Dec 21, 2024  
2024-25 Catalog 
    
2024-25 Catalog
Add to Portfolio (opens a new window)

LIT 304 - Self-Narration Before and After Proust


This course will explore examples of self-narration in French literary works (in English translation) prior to and throughout the twentieth century, with Marcel Proust’s Swann’s Way situated as the text alongside which and against which we will read other texts of self-narration, both autobiographical and fictional. The modes, gestures, and habits of self-narration that dominate contemporary life and that are immediately familiar today have rich literary examples. Self-fashioning, self-exploration, giving an account of oneself, organizing the relationship between one’s past and present, identifying meaningful patterns in the experiences of daily life; all of these may be considered components of a project of self-narration.

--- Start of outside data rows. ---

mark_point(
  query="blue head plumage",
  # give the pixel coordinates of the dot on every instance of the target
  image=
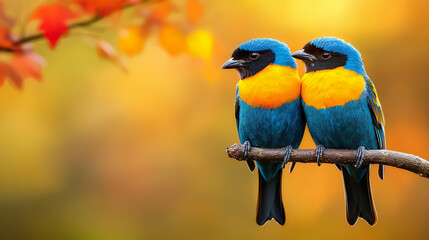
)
(281, 50)
(332, 44)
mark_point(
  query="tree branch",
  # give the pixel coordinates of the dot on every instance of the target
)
(405, 161)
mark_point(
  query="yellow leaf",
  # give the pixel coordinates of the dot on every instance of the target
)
(195, 11)
(200, 44)
(131, 40)
(172, 39)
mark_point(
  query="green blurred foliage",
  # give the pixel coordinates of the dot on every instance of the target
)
(93, 153)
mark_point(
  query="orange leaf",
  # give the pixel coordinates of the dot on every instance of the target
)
(158, 14)
(131, 40)
(28, 65)
(10, 72)
(103, 7)
(200, 44)
(195, 11)
(172, 39)
(53, 18)
(1, 77)
(5, 20)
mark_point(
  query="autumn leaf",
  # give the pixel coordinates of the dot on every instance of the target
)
(157, 15)
(195, 11)
(9, 72)
(53, 20)
(104, 7)
(172, 39)
(4, 19)
(28, 64)
(2, 77)
(131, 40)
(106, 51)
(200, 44)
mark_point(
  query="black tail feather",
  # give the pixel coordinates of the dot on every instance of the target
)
(270, 203)
(358, 198)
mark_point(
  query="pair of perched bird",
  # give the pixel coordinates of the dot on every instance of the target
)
(335, 98)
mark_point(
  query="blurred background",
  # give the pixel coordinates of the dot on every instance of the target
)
(95, 153)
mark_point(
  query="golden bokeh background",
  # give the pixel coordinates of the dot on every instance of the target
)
(94, 153)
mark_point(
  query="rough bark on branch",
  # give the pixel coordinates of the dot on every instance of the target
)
(405, 161)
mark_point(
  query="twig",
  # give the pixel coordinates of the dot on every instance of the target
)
(405, 161)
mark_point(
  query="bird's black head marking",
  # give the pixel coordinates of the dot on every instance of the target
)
(248, 63)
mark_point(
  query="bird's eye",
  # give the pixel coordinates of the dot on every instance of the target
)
(254, 55)
(326, 55)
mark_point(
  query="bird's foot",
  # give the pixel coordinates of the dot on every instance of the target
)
(319, 153)
(246, 149)
(288, 152)
(360, 154)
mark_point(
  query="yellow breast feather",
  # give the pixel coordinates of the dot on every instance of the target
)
(331, 87)
(270, 88)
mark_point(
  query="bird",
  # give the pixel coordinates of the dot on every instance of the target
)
(343, 111)
(268, 114)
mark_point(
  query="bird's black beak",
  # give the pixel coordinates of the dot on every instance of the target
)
(304, 56)
(232, 63)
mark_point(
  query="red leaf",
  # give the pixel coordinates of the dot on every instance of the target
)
(28, 65)
(103, 7)
(5, 20)
(53, 18)
(1, 77)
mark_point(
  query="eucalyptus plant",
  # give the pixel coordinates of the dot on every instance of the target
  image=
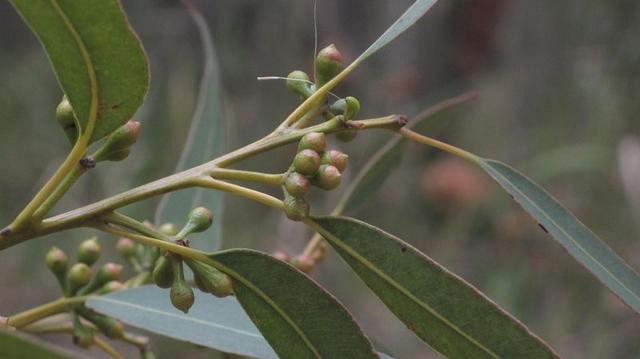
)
(261, 305)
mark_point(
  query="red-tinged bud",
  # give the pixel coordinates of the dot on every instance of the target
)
(328, 177)
(328, 64)
(335, 158)
(306, 162)
(89, 251)
(315, 141)
(297, 185)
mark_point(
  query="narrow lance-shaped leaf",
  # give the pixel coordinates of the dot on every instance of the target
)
(574, 236)
(218, 323)
(97, 58)
(442, 309)
(15, 346)
(204, 142)
(296, 316)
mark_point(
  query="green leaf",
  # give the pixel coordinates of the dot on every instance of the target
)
(574, 236)
(296, 316)
(204, 142)
(218, 323)
(97, 58)
(442, 309)
(15, 345)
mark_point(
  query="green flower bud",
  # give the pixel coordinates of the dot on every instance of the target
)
(67, 120)
(306, 162)
(118, 145)
(163, 271)
(328, 177)
(296, 208)
(126, 248)
(181, 294)
(328, 64)
(303, 263)
(199, 220)
(89, 251)
(79, 276)
(299, 83)
(297, 185)
(110, 287)
(210, 279)
(315, 141)
(169, 229)
(335, 158)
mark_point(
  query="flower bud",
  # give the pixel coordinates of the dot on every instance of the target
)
(315, 141)
(211, 280)
(110, 287)
(335, 158)
(295, 208)
(67, 120)
(299, 83)
(79, 276)
(163, 271)
(297, 185)
(118, 145)
(89, 251)
(169, 229)
(306, 162)
(303, 263)
(199, 220)
(328, 177)
(328, 64)
(126, 248)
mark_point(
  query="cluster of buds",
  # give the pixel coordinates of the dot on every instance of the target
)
(168, 270)
(81, 279)
(312, 165)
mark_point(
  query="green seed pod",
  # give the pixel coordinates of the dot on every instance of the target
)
(163, 271)
(303, 263)
(299, 83)
(110, 287)
(297, 185)
(296, 208)
(82, 336)
(118, 145)
(212, 280)
(335, 158)
(89, 251)
(328, 177)
(315, 141)
(199, 220)
(181, 294)
(67, 120)
(79, 276)
(306, 162)
(169, 229)
(328, 64)
(126, 248)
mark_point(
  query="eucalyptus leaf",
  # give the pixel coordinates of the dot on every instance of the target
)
(15, 345)
(296, 316)
(204, 142)
(97, 58)
(446, 312)
(218, 323)
(564, 227)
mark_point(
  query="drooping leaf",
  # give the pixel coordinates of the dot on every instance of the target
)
(15, 345)
(98, 60)
(564, 227)
(218, 323)
(296, 316)
(442, 309)
(204, 142)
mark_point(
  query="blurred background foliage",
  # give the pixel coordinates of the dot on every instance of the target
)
(558, 82)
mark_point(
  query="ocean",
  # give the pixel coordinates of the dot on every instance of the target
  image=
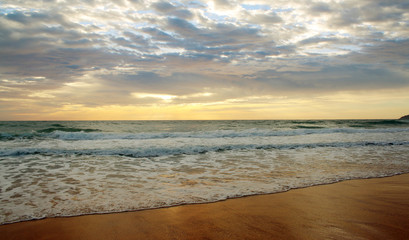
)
(51, 169)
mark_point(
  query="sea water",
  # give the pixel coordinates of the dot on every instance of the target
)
(50, 169)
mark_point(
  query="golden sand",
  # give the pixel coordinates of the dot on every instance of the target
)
(356, 209)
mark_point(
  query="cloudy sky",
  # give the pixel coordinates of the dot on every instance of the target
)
(220, 59)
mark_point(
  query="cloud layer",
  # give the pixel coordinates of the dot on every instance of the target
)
(55, 54)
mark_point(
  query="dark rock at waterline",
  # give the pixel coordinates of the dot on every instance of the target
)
(406, 117)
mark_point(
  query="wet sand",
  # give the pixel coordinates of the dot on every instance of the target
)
(355, 209)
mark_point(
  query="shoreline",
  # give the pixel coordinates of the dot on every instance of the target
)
(200, 203)
(373, 208)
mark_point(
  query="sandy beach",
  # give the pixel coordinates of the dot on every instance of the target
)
(355, 209)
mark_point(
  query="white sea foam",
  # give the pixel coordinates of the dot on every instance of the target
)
(59, 173)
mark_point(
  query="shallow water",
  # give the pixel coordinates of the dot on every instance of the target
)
(73, 168)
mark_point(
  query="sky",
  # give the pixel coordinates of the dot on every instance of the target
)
(220, 59)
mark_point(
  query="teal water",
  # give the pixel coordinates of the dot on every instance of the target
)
(81, 167)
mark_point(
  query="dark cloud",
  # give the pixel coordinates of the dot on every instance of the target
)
(190, 47)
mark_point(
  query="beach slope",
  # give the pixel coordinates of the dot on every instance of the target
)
(356, 209)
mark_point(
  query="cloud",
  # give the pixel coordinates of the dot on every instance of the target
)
(181, 48)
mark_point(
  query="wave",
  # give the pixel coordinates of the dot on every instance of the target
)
(96, 134)
(151, 151)
(377, 123)
(66, 129)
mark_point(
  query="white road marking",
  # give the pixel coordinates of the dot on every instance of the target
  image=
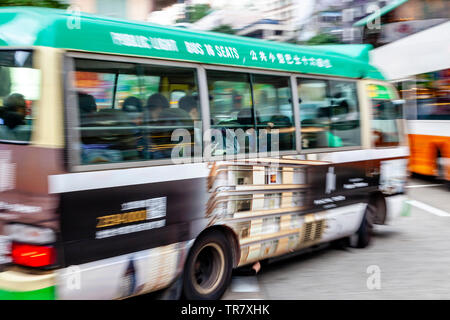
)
(428, 208)
(244, 284)
(423, 185)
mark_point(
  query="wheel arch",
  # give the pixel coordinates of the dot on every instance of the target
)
(232, 239)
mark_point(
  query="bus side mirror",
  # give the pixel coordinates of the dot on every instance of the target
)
(299, 100)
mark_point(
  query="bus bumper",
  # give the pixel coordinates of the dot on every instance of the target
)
(19, 285)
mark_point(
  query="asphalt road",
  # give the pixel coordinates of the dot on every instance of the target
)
(408, 259)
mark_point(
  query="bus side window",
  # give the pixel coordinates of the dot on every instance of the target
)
(329, 113)
(125, 114)
(272, 104)
(231, 111)
(168, 115)
(385, 115)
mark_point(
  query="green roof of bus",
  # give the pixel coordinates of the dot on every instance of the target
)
(28, 26)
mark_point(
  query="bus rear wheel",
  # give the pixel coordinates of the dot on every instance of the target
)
(208, 268)
(363, 236)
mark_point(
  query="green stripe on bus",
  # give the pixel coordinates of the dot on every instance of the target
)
(41, 294)
(62, 29)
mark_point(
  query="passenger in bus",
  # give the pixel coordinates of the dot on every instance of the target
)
(86, 103)
(15, 111)
(96, 145)
(132, 106)
(154, 138)
(156, 103)
(189, 104)
(246, 118)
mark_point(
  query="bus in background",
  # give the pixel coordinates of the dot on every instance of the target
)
(423, 80)
(137, 156)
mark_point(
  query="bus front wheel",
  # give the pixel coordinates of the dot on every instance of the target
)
(208, 268)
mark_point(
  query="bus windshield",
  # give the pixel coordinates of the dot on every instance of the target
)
(19, 93)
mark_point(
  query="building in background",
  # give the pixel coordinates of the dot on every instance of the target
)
(401, 18)
(124, 9)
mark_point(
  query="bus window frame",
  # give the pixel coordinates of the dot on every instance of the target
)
(73, 139)
(403, 132)
(360, 110)
(36, 56)
(202, 81)
(251, 71)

Although this course will entail discussion of theoretical questions surrounding the project of self-narration (for instance, autofiction, the autobiographical pact, writing and memory, writing and the self), the primary focus of the course will be careful reading of the literary texts themselves, with emphasis on formal analysis. Authors read include Rousseau, Proust, Sartre, de Beauvoir, Leiris, Sarraute, Modiano, and Chamoiseau. LIT courses conducted in English.

Unit(s): 1
Group Distribution Requirement(s): Distribution Group I
Instructional Method: Conference
Grading Mode: Letter grading (A-F)
Group Distribution Learning Outcome(s):
  • Understand how arguments can be made, visions presented, or feelings or ideas conveyed through language or other modes of expression (symbols, movement, images, sounds, etc.).
  • Analyze and interpret texts, whether literary or philosophical, in English or a foreign language, or works of the visual or performing arts.
  • Evaluate arguments made in or about texts (whether literary or philosophical, in English or a foreign language, or works of the visual or performing arts).